Nyatanya, rindu tak pernah kering sekali pun
di musim kemarau.
Dia terus
mengalir di matamu, di hatimu, di kepalamu dan di seluruh tarikan napasmu.
Anter ke papapa, katanya
sambil menggoyang-goyangkan kakiku, menarik selimutku, lalu menekan hidungku.
Aku gelapan seketika, sulit bernapas. Dia tertawa, aku memelotinya, dia pun
lari dari kamarku. Berteriak memanggil seseorang. Mataku masih berat, mungkin
baru terpejam dua jam lalu. Ingin rasanya melanjutkan tidur tapi suara
perempuan tua memanggilku, menyuruhku mengantar gadis kecil itu ke papapa.

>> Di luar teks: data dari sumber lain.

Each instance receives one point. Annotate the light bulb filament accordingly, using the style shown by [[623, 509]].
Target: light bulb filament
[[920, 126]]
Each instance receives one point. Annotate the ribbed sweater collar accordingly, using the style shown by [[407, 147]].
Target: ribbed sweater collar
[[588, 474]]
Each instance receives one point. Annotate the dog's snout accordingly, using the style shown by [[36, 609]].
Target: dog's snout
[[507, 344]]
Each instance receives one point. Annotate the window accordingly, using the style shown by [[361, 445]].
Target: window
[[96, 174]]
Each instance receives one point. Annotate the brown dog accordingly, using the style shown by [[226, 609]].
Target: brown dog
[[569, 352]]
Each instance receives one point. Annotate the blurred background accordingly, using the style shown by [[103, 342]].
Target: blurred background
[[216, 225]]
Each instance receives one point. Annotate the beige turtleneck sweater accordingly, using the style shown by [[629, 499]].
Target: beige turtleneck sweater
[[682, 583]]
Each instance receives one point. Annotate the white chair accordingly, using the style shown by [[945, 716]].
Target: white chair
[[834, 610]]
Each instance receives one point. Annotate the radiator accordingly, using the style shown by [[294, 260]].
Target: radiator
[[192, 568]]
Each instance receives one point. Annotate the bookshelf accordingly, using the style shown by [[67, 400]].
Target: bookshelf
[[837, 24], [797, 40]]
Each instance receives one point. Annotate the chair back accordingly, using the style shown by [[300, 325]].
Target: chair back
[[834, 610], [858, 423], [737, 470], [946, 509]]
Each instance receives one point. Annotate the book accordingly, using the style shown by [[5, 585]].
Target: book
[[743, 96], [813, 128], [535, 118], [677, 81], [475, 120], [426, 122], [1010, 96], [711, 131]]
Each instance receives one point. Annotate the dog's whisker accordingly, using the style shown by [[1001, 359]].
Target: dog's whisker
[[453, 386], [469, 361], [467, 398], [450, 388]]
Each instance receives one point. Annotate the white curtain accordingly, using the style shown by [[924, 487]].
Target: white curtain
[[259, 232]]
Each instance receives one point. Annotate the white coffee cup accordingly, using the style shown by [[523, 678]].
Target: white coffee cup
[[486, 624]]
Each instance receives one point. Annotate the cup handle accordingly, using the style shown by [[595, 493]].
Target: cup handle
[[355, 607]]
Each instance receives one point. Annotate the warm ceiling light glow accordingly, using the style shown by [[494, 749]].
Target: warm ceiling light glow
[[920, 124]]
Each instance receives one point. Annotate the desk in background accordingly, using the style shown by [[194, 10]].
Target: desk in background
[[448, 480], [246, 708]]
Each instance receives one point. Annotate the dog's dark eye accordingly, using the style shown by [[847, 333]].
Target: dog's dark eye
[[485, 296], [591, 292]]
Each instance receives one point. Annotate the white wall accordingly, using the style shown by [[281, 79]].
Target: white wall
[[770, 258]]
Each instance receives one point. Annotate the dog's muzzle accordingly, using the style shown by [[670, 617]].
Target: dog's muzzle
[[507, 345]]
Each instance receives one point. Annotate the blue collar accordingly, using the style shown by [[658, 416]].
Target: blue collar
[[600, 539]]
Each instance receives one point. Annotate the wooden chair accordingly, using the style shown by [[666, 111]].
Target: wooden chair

Dia selalu menyebut Alfamart
dengan papapa. Sejak belum lancar berbicara hingga usianya tiga tahun dan mampu
melapalkan kata dengan jelas, dia tetap menyebut Alfa dengan papapa. Sesekali,
jika berbicara dengan teman, aku pun menyebut alfa dengan papapa, mengundang
tanda tanya pada temanku, mengundang keheranan. Dengan cepat aku mengoreksinya
tapi label papapa sudah tersemat di wajahku.
Di dalam mini market itu,
dia berlari menuju rak makanan ringan. Mencari biskuit kepala panda. Jika tak
menemukannya, dia akan memintaku mencarinya. Jika kosong, aku harus bergegas
mengantarnya menuju mini market lain, terus begitu sampai dia menemukan
biskuit kepala panda.
Sampai di rumah, aku bergegas
masuk ke dalam kamar, melanjutkan tidur. Namun, belum genap detik ke-60, gadis
mungil itu telah berada di kamarku. Duduk di sampingku dan meminta dibukakan
bungkus biskuit kepala panda. Lempar-lempar, katanya, memintaku untuk melempar
satu biskuit ke atas lalu melahapnya ketika jatuh. Pagiku, diisi dengan
melempar puluhan kepala panda dan menangkapnya dengan mulut terbuka.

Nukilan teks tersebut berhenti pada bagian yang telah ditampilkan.